All three PDE-5 inhibitors have also been associated with compromised vision, in particular a condition known as non-arteritic ischemic optic neuropathy (NAION). Symptoms include sudden or partial blindness which usually occurs upon wakening. This is medical emergency that requires immediate attention.

About one in 200 men who take Viagra report blurry vision, a side effect that rarely occurs with Levitra or Cialis. Some Viagra users also experience blue or green tinted vision which can be permanent. Medical experts think this color disturbance may be because Viagra inhibits certain enzymes in the penis which also exist in the cone cells of the retina that are responsible for color vision. By blocking this hormone it also seems to block the perception of blue or green. Cindy Reilly, director of the practice development division for American Society of Health-System Pharmacists, notes this symptom can be predicted to some extent by examining the shape of the eye and the depth of the optic nerve -- something doctors rarely do before writing out a prescription.

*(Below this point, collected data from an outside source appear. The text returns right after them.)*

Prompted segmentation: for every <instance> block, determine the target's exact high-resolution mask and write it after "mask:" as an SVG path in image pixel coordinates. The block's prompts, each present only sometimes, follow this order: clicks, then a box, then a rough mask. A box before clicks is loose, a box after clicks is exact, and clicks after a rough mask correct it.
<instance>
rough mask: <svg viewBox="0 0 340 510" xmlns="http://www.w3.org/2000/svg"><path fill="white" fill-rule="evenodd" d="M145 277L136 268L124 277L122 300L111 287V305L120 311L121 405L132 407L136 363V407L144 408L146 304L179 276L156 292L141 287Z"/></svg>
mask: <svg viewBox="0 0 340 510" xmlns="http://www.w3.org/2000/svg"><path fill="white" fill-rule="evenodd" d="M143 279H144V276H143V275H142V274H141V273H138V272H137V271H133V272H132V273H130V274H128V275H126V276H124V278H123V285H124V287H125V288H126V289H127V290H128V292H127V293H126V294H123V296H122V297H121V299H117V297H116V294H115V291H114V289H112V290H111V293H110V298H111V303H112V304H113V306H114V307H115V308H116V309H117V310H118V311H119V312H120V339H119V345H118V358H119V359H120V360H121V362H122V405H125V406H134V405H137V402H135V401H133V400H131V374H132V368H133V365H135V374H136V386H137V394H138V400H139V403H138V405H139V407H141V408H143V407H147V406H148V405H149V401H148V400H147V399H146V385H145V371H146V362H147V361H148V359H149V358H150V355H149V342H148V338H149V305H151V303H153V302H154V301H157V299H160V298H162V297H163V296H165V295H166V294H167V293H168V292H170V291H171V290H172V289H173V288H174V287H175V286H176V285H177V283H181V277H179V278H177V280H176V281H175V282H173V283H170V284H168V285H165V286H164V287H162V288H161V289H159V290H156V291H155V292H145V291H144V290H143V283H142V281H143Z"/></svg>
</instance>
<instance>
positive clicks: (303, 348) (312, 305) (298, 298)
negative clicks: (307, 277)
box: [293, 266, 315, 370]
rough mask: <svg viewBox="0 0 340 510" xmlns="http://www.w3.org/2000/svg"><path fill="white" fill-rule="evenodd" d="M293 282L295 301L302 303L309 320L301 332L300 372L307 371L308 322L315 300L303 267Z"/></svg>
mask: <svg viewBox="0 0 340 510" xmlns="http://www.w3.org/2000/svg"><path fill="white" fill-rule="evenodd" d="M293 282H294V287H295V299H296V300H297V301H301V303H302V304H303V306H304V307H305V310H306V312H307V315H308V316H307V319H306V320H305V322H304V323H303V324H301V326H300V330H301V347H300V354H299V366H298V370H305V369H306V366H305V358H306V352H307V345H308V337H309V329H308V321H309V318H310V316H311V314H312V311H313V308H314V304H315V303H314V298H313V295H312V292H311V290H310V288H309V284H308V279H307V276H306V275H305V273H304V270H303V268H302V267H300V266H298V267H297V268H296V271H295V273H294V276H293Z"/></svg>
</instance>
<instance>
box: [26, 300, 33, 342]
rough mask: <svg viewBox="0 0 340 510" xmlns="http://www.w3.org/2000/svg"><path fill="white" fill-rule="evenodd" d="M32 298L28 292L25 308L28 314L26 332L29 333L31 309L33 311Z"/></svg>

Another uncommon side effect involves disturbances in the ear. In fact, Viagra, Levitra and Cialis now include warnings about sudden hearing loss and informs patients that they should seek immediate medical attention if they experience a sudden loss or decrease in hearing. In the majority of the Viagra, Levitra and Cialis users who experienced this problem, the sudden hearing loss occurred within hours to two days of taking one of the drugs. In some of the cases, the sudden hearing loss was accompanied by ringing in the ears and dizziness. In many cases, the hearing loss was permanent.

On a happier note, one side effect of Viagra is a life saver. Young children with a debilitating lung condition known as pulmonary arterial hypertension are being given the drug to lower pressure in their lungs, improving symptoms and slowing deterioration long enough until a lung transplant can be performed. "For this use it's marketed under the name Revatio because parents do not want to hear their kids are taking Viagra," Grewal says.

Reilly is quick to point out that most of the weirder reactions to ED drugs are rare indeed, arising less than one percent of the time. "The take home message should be for users not to exceed the recommended dosage and if you notice something wrong, pick up the phone and call your doctor immediately."